Friday, September 5, 2008

King Kong


So, after 19 years, 9 months and 4 days, I finally got around to watching the original King Kong last night in film class. About damned time, you're thinking, and I daresay you're right. However, as I've made clear, the horror genre isn't somewhere that my interests lie, so perhaps it shouldn't shock you too much. Still, it was high time for me to tackle yet another overlooked 900 pound gorilla of cinema (ho, ho!). So, I offer the following as my review.

If you aren't at least vaguely familiar with the storyline, after the myriad of parodies and remakes, you must have been living under a rock, or don't get AMC or TCM on your cable package. Basically, obsessive film director Carl Denham (Robert Armstrong) organizes a large expedition to a faraway island in the Indian Ocean, unknown to White Men (cue ominous music and racial stereotypes). Denham picks up a naif waif (or waif naif), Ann Darrow (Fay Wray), a pretty blonde down-and-out who thrills at the idea of being a movie star. And a star she is, as they arrive on the island, only to confront the dreaded Ooga-Booga Tribe, who want to sacrifice her to their god, Kong. Turns out, of course, that Kong is very, very real. He's a big-ass gorilla who lives on the other side of the island, and he immediately falls for Ann, taking her back to his lair. Ann's response is to scream a lot, while the manly-man crew led by Ann's love interest Jack Driscoll (Bruce Cabot) takes off through unbelievable back-lots and projection shots, fighting vicious clay dinosaurs and the elements all the way. Eventually Ann is rescued, and Kong is incapacitated - only to be taken to New York City, where Denham tries to make him into an international star. Guess what happens. Just guess. Do you really not know where this is going?

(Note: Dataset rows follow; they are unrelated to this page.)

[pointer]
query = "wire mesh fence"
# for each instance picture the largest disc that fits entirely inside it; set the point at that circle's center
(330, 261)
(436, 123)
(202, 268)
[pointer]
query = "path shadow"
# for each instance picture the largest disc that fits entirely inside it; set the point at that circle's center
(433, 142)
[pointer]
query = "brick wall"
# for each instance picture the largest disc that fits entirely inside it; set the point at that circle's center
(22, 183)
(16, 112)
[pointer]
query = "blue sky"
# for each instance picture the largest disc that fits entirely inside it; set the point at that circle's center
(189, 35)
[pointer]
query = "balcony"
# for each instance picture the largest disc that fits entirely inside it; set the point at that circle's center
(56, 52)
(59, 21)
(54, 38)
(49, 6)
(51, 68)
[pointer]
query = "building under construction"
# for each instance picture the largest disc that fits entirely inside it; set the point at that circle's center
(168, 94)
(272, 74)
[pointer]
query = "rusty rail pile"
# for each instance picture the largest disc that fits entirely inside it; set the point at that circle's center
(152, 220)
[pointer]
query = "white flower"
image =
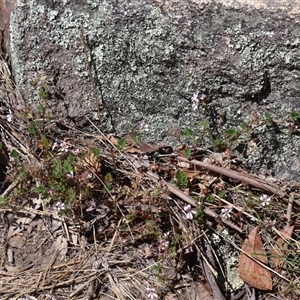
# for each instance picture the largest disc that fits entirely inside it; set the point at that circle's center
(151, 293)
(9, 116)
(189, 212)
(226, 212)
(265, 200)
(144, 127)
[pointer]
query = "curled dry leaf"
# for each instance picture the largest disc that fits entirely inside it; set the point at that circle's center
(278, 252)
(250, 271)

Let's deal with the obvious first: King Kong is very, very, very dated ("obsolete", as one classmate put it). The special effects and "location shooting" are laughable, the sexual and racial stereotyping gallops at full speed into the danger zone, and even the acting - save Robert Armstrong - isn't very good. Audiences weened on gee-whiz ILM CGI effects - or the Peter Jackson's remake, as of yet unseen by me - will undoubtedly find Kong's clay fur and monkey face laughable - the class I watched it with sure did, and let's be fair, I did at times too. The ooga-booga natives and the pidgin Chinese cook would be best left in a Looney Tunes cartoon, and the film's sexual politics are childishly misogynistic. And Ann's greatest character definition is that she's the one that screams. A lot. Really loud.

But Goddammit, all that aside, it's still a fun film. The story still has a compelling narrative drive, Max Steiner's score is appropriately epic, and the script is sharp (in terms of dialogue of course), the direction quite good (particularly in the New York scenes). The scale-models are quite something, a wonderful achievement in production design, even if they aren't really convincing. The stop-motion dinosaurs, and of course Kong himself, have a remarkable life and energy to them given that they're quite obviously fake. As laughable as they look, they're REAL - something the giant computerized ape in Jackson's film, however good, couldn't claim to be. There's a remarkable amount of pathos in the final scene, as Kong is slowly and methodically machine gunned to death by the airplanes - a moment of astonishing poignance beyond the grasp of many films since.

So, King Kong is a fun, classic adventure movie (not that much of a horror, really) with a heart. A big clay heart. It gets my recommendation and I enjoyed it thoroughly in spite of its myriad of flaws. 8/10.